When Jerome David Salinger died in January, he had been dodging fans and journalists for more than 40 years. Salinger rose to prominence in the mid-1950s, an era of media expansion in which writers became celebrities, and in which celebrity itself could shape an entire literary career. Like many young writers, Salinger first embraced fame. But he soon came to despise it, famously retreating to small-town New Hampshire and refusing to publish after 1965, though he is rumored to have continued writing. One way he protected himself was by holding tightly to his copyright, refusing permission to publish the personal papers and manuscripts that surfaced over the decades.

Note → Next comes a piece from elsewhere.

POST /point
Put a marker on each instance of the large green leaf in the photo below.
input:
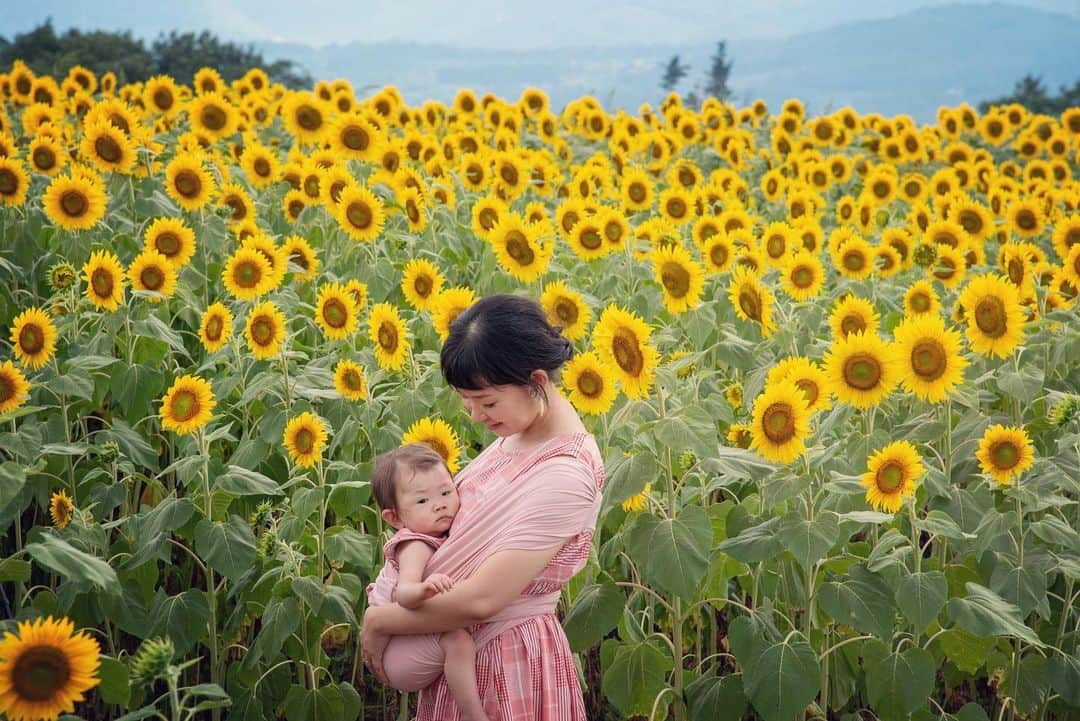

The Harry Ransom Center is one of a handful of repositories that house small collections of J. D. Salinger manuscripts. Such collections have generally been sold or donated by the writer’s friends or colleagues, or have arrived at as part of the working files of a magazine that has published Salinger’s work. The Ransom Center’s collection contains letters and manuscripts sent by Salinger to his long-time friend Elizabeth Murray, who sold them to the Center through a dealer in 1968.
Salinger met Murray in the late 1930s, and over the course of more than two decades (1940–1963) wrote her a series of newsy, often funny letters that provide substantial information about his efforts to publish his stories in various magazines. Most of the letters were written early in his career and show Salinger maturing into a serious writer. They also reveal much of his witty, wry personality; Salinger inhabits various personae in his letters, composing with off-the-wall humor (including an in-joke about Salinger’s taste for Ovaltine) and sometimes signing the name of one of his own characters. He shares his thoughts about other writers—Fitzgerald, Faulkner, and Hemingway (whom he met in Paris during the war)—and exposes details about his relationships with three women: Oona O’Neill (who later married Charlie Chaplin), his first wife Sylvia, and his second wife Claire. Salinger enclosed stories with some letters, notably including draft fragments of the first published Holden Caulfield story, “I’m Crazy” (1945), and drafts and fragments of two unpublished works.
Though these materials have long been available to researchers, they remain unpublished and cannot be quoted in scholarly publications. There is little doubt that J. D. Salinger’s death will prompt renewed interest in his life and work among scholars and general readers alike, and we must wait to see how the literary estate will choose to proceed with permissions. In the last few weeks, many of Salinger’s friends and neighbors have spoken openly for the first time about their relationships with the writer, and their openness seems promising: New Yorker journalist Lillian Ross published snapshots and reminiscences of her long friendship with the writer in the magazine, while inhabitants of Cornish, New Hampshire, have eagerly described to journalists the (often marvelously creative) methods they devised to protect their neighbor from curious and unscrupulous visitors alike.
Librarians and archivists have a practical interest in gaining more information about Salinger; the current lack of information about much of his life and work limits our ability to describe the artifacts in our possession, such as books inscribed from Salinger to unidentified recipients and manuscript drafts whose place in the chain of composition cannot be identified without access to earlier and later versions. In the meantime, we continue to encourage those interested in searching the collection to visit the Ransom Center. Visitors to the Ransom Center can view a display of some of the items discussed above in our main lobby from February 26 to March 12. The opening of the display corresponds with “A Tribute to J. D. Salinger,” an event with readings of Salinger materials by Elizabeth Crane, Amelia Gray, ZZ Packer, and John Pipkin. This event is co-sponsored by American Short Fiction.